Я вдруг вспомнила верхнюю строчку в списке угроз моей SWOT-матрицы: «Знание ее группы крови».

Сведение о группе крови я нашла на полях УЗИ-снимка:

АВО матери: А+

АВО плода: АВ+

Группа крови является наследственной. Это я тоже узнала из факультативного курса анатомии человека. Если известна группа крови ребенка и одного из родителей, легко узнать группу крови другого родителя. Но я всегда знала, что у моего отца группа крови А+, такая же, как у мамы. Он был донором, регулярно сдавал кровь, и группа крови была проставлена на его донорской карточке. Эту карточку отец постоянно носил с собой. Когда у обоих родителей кровь группы А с положительным резусом, их ребенок родится или с кровью группы А, или у него будет кровь группы О. Согласно данным на УЗИ-снимке, у меня была совсем другая группа. Значит…

Значит, мой отец – вовсе не мой отец. И никак не мог им быть.

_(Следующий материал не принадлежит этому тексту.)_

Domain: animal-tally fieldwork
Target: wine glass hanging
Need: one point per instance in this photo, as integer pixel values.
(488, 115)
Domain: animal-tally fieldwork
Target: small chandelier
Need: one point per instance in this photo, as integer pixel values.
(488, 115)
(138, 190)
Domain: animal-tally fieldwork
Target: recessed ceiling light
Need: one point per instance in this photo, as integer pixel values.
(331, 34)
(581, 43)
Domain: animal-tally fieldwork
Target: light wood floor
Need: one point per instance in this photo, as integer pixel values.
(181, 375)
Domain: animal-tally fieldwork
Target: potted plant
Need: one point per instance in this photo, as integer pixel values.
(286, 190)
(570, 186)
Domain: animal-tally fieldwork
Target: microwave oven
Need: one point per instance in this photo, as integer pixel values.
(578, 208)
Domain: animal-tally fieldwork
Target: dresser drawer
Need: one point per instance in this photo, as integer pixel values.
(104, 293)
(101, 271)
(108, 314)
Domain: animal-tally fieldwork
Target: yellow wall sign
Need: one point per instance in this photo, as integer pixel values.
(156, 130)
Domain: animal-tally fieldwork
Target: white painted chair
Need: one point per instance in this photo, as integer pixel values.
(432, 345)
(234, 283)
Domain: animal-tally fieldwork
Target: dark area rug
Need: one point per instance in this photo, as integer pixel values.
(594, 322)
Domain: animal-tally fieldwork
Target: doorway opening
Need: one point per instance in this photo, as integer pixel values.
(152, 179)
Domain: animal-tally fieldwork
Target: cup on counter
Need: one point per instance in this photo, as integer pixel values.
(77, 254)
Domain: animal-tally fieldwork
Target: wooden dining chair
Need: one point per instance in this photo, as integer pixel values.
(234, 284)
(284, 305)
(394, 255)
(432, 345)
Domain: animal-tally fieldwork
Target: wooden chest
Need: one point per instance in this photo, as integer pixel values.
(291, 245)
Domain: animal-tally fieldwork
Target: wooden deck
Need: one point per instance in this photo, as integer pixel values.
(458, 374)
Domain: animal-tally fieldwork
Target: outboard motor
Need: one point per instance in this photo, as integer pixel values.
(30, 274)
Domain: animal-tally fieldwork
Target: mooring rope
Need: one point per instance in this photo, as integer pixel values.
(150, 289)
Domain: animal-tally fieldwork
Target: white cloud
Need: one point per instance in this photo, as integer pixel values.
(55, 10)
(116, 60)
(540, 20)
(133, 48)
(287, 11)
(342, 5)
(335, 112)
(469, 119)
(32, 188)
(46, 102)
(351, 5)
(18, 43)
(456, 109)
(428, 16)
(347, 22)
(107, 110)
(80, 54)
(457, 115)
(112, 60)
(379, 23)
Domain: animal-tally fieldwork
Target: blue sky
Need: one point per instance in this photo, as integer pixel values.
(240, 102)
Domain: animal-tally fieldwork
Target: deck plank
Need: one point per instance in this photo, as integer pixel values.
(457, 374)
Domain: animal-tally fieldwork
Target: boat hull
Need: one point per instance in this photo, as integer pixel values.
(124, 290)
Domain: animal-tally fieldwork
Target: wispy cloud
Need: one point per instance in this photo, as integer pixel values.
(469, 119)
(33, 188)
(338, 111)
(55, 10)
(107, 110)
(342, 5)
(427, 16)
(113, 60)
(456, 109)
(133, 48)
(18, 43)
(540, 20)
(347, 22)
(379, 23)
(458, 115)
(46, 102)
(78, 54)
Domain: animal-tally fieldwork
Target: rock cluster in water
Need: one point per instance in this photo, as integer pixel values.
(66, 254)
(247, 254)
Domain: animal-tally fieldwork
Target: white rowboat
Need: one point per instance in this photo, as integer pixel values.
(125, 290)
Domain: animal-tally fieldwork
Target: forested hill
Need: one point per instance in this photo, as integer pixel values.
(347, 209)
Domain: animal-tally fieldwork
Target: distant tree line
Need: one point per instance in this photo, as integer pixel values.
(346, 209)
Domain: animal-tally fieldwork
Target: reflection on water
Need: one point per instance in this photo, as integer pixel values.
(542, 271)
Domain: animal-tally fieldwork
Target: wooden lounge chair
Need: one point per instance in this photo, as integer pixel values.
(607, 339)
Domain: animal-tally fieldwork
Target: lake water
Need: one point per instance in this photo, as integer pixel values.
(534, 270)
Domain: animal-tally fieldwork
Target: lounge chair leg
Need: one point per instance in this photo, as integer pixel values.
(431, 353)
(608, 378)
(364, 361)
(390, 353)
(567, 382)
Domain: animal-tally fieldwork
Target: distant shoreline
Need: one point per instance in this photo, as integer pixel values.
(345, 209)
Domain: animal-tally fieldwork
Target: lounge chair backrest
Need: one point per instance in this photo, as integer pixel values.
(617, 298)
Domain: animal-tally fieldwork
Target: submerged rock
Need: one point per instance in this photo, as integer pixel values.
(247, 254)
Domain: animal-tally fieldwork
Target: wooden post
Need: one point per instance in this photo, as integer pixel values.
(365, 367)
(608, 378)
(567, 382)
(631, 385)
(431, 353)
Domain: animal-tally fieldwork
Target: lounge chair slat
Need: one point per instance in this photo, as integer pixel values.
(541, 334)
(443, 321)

Я выключила экран. О таких вещах лучше думать в темноте. Но темнота в комнате не была полной. Из щели между жалюзи и подоконником пробивался свет дворового фонаря. На выключенном экране планшетника отражалось мое лицо с белками глаз. Мой отец – вовсе не мой отец. Мне такое даже в голову не могло прийти. Все мои шестнадцать с половиной лет. Даже на уровне какой-нибудь дурацкой шутки. Но сейчас, когда я сидела на постели и пыталась свыкнуться с неожиданным открытием, меня пронзило странное ощущение. Мне вдруг показалось, что я всегда это знала. Более того, теперь мне казалось странным, как я раньше не поняла столь простой вещи. У нас не было ни внешнего сходства, ни сходства в чертах характера. «Я целиком пошла в маму», – привычно повторяла я, но это никоим образом не объясняло, почему у меня темные волосы и синие глаза. Ни у кого из родителей не было ямочки на подбородке, а у меня была.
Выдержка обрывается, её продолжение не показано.